Tuesday 20 October 2015

A small-headed man of limited means who lost a fight with a chicken

Continuing the Halloween horror marathon, been watching:
The Pack - initially promising b-movie monster flick about a pack of wolves menacing a family - who are also a pack, so it's got levels - that lost me when it descended into predictable jump-scare cliche and the only unexpected moments came when characters or the script did things that were monumentally stupid and illogical even in the context of a slasher flick.  Shot in Rivendell and Parth Galen, it certainly looks nice, but in this day and age this means little in and of itself and the script fails to do anything interesting in the long run.
Lake Placid vs Anaconda - a mash-up of two different monster movie franchises, both of which started out as trashy-but-fun cinema-releases with bankable stars but which of late have been SyFy-funded, becoming increasingly tedious and aggressively poorer viewing experiences the longer they endure.  There are a great many attractive young women in this, in various states of undress, but any enjoyment you might hope to glean from this element is somewhat undermined by their being bumped-off in gruesome but not very inventive ways, making this a continuation of the popular trend of horror fantasy that doesn't seem to like women very much despite plastering their forms everywhere.  There's a bit where two characters sit around talking about teenage girls and laughing at how they like to get tattoos of butterflies on their ankles and pierce their navels and then they laugh at how vacuous such people are, and all I could think of was those teenage girls who cut themselves when their favorite boy bands break up and Twitterati laugh at them for doing so, responding to the confused pain of other human beings with a misplaced sense of superiority.  This is a paradigm for Lake Placid vs Anaconda's problems, in that it likes to pretend that its making fun of the shallow, characterless, unimaginative filmic and televisual landfill that comprises SyFy's output, but it would be a step up if it could only be as bad as that.  This is poorly-made, cheap, and lacking in even a single moment of wit, the equivalent of a sneering yob arguing with you by repeating your words back at you but garbling them a bit when they do so before announcing that they are doing this "because you're retarded."
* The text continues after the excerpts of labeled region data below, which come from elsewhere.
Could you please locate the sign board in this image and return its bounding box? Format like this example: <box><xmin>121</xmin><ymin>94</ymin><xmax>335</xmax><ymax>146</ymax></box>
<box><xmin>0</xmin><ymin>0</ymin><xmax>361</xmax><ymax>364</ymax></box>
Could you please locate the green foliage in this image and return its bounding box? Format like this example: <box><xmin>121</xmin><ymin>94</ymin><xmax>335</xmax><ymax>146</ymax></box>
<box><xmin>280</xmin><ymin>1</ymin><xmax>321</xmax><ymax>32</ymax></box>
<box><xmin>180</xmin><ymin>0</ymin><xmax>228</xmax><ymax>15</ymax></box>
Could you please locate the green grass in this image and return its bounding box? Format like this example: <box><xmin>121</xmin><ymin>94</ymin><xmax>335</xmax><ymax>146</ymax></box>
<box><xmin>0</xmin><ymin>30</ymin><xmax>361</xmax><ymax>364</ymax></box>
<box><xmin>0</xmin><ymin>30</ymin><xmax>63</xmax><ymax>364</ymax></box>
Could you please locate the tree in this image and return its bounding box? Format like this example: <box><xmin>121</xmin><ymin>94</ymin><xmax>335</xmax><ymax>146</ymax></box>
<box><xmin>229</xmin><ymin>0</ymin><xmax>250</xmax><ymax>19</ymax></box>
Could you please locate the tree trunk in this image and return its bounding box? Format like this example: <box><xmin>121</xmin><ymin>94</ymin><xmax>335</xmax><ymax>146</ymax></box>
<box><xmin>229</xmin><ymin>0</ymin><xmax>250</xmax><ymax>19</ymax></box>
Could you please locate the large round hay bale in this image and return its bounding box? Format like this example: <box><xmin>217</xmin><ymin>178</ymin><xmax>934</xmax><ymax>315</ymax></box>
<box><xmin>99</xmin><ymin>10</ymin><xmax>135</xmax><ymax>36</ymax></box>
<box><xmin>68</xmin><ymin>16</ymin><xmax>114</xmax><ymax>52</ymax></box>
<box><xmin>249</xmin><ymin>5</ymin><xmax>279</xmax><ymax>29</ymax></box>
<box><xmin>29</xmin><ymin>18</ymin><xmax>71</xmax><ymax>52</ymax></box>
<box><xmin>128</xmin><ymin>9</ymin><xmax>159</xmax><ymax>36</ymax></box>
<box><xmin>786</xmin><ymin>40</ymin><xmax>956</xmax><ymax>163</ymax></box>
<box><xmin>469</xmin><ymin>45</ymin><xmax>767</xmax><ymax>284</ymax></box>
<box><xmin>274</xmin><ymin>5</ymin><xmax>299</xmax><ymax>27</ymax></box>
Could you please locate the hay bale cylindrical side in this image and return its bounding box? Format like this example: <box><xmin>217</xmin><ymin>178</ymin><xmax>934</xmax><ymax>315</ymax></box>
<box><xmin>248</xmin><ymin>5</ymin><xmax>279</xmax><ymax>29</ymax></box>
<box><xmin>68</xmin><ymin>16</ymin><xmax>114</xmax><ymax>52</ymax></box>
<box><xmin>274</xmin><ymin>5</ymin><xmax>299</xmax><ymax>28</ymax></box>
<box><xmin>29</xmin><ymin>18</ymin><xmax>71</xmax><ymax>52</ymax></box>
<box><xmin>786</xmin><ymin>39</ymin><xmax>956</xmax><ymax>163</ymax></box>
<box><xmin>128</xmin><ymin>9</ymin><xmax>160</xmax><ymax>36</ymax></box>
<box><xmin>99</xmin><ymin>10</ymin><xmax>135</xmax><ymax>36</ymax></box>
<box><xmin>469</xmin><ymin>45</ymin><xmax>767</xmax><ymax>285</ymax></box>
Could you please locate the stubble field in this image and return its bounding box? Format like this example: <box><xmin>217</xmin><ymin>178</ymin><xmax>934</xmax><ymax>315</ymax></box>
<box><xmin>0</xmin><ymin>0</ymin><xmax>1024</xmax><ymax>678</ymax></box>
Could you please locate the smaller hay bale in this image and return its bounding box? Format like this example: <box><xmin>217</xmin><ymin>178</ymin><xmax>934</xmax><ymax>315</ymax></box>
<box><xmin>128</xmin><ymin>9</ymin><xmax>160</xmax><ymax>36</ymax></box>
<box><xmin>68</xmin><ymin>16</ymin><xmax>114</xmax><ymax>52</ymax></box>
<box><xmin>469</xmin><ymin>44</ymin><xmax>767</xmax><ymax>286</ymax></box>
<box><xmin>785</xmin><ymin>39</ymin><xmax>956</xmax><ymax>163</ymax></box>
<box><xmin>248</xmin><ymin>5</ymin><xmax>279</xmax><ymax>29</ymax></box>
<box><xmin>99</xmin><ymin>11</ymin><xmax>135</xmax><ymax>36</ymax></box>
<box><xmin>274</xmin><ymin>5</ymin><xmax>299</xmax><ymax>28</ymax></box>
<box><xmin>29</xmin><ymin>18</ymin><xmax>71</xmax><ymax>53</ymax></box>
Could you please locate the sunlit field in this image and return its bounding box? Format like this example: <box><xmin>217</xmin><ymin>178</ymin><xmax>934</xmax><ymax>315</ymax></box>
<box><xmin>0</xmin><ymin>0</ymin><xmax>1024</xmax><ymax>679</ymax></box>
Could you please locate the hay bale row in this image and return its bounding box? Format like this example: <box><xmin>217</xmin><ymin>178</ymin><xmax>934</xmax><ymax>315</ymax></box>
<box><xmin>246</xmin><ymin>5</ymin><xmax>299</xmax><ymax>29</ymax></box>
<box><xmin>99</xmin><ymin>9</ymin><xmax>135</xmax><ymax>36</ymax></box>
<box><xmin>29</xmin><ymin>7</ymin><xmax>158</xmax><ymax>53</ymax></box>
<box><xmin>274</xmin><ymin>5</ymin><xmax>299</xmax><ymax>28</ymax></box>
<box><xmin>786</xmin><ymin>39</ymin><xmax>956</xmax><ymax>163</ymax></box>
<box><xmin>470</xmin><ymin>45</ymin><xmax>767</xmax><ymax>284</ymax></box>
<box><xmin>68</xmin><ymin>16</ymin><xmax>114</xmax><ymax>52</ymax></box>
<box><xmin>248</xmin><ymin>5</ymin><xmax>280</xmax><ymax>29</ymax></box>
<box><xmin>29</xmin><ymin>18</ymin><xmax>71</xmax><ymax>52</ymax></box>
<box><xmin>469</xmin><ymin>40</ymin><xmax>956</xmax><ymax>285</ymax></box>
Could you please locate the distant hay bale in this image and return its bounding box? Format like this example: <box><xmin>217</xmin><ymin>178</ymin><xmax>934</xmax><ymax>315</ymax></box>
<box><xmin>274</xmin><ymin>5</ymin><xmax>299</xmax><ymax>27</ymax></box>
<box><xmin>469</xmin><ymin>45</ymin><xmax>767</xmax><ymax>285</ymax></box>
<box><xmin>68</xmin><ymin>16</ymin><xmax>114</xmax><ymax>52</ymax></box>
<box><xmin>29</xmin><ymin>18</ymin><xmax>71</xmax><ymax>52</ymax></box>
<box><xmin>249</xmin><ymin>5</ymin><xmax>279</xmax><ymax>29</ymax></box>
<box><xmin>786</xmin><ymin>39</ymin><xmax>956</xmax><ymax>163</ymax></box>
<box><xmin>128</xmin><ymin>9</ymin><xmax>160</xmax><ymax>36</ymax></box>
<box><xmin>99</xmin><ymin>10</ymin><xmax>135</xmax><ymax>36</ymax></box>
I'm not saying Lake Placid vs Anaconda is shit, I'm saying if shit could shit, Lake Placid vs Anaconda wouldn't even be as good as that.
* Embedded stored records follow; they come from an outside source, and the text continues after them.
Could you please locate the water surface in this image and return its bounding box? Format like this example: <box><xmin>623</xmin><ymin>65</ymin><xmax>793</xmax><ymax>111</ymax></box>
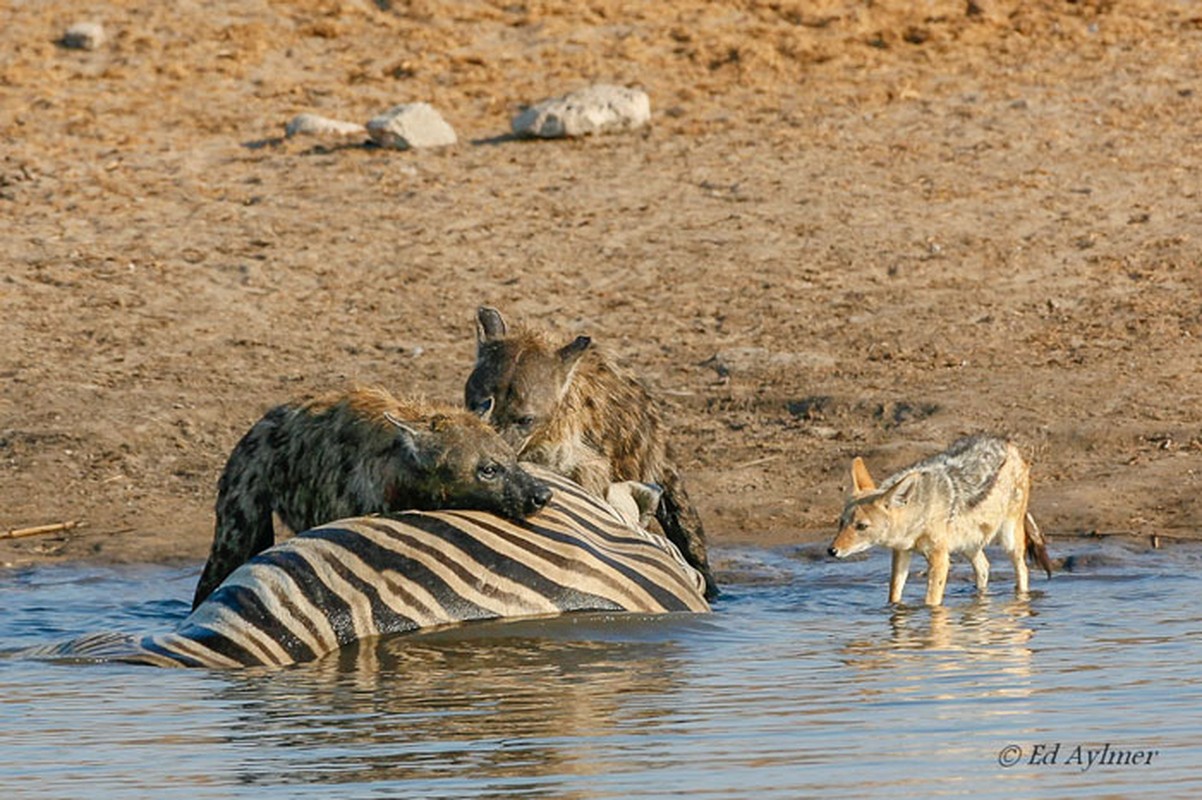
<box><xmin>0</xmin><ymin>541</ymin><xmax>1202</xmax><ymax>799</ymax></box>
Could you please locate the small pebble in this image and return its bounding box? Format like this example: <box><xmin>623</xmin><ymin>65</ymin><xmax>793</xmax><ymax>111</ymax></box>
<box><xmin>63</xmin><ymin>22</ymin><xmax>106</xmax><ymax>50</ymax></box>
<box><xmin>511</xmin><ymin>84</ymin><xmax>651</xmax><ymax>139</ymax></box>
<box><xmin>368</xmin><ymin>103</ymin><xmax>457</xmax><ymax>150</ymax></box>
<box><xmin>284</xmin><ymin>114</ymin><xmax>368</xmax><ymax>139</ymax></box>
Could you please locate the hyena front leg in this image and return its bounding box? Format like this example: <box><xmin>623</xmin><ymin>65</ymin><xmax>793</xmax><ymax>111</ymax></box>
<box><xmin>927</xmin><ymin>548</ymin><xmax>952</xmax><ymax>605</ymax></box>
<box><xmin>889</xmin><ymin>550</ymin><xmax>910</xmax><ymax>603</ymax></box>
<box><xmin>655</xmin><ymin>470</ymin><xmax>718</xmax><ymax>599</ymax></box>
<box><xmin>972</xmin><ymin>550</ymin><xmax>989</xmax><ymax>592</ymax></box>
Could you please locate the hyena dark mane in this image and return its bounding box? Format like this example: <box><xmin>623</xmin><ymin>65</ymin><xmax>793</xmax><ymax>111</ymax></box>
<box><xmin>464</xmin><ymin>306</ymin><xmax>716</xmax><ymax>597</ymax></box>
<box><xmin>194</xmin><ymin>388</ymin><xmax>551</xmax><ymax>608</ymax></box>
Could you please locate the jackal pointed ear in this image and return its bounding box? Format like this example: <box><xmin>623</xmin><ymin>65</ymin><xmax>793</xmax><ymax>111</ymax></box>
<box><xmin>476</xmin><ymin>305</ymin><xmax>507</xmax><ymax>345</ymax></box>
<box><xmin>851</xmin><ymin>455</ymin><xmax>876</xmax><ymax>495</ymax></box>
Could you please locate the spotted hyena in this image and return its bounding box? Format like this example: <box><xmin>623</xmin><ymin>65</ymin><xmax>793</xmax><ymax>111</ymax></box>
<box><xmin>192</xmin><ymin>388</ymin><xmax>551</xmax><ymax>608</ymax></box>
<box><xmin>464</xmin><ymin>306</ymin><xmax>718</xmax><ymax>597</ymax></box>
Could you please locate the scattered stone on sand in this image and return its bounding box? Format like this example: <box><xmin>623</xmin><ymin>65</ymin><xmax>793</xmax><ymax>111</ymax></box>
<box><xmin>60</xmin><ymin>22</ymin><xmax>107</xmax><ymax>50</ymax></box>
<box><xmin>512</xmin><ymin>83</ymin><xmax>651</xmax><ymax>139</ymax></box>
<box><xmin>368</xmin><ymin>103</ymin><xmax>457</xmax><ymax>150</ymax></box>
<box><xmin>284</xmin><ymin>114</ymin><xmax>368</xmax><ymax>139</ymax></box>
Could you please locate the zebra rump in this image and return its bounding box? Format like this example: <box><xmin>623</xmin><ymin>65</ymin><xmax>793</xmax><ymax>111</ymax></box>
<box><xmin>22</xmin><ymin>467</ymin><xmax>709</xmax><ymax>668</ymax></box>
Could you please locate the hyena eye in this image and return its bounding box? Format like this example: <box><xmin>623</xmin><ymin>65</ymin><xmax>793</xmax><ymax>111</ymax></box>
<box><xmin>471</xmin><ymin>398</ymin><xmax>493</xmax><ymax>417</ymax></box>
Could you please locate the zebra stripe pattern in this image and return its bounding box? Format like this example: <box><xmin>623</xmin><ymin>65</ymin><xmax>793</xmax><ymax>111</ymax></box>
<box><xmin>25</xmin><ymin>466</ymin><xmax>709</xmax><ymax>668</ymax></box>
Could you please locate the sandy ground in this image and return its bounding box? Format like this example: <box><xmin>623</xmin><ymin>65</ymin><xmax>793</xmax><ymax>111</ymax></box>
<box><xmin>0</xmin><ymin>0</ymin><xmax>1202</xmax><ymax>574</ymax></box>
Live and Let Die - WHEN YOU WERE YOUUUUNG AND YOUR HEARRRRRT WAS AN OPENNNN BUWUK... an always-enjoyable warhorse of a 007 outing this one, despite featuring the best Bond YES YOU HEARD ME caps lock sticking a lot today it's often derided for the decision for the franchise to appropriate blaxploitation much as it had other genres, the wisdom being that if you have blaxpolitation with a white lead, you basically have racism.  Particularly in its excesses and casual sexism, blaxploitation as a genre actually shares a great deal with the Bond movies - just watch something like Black Samurai or Black Belt Jones to see what I mean - and so it's actually a more natural fit than many would like to admit.  Eight year old me took it deadly seriously even if viewing it as an anachronistic cartoon was probably the only sensible approach for the eight year old me who watched it earlier today.  Great fun, and I suspect as of this viewing that it may have contributed to my enduring love of wacky chase setpieces, too.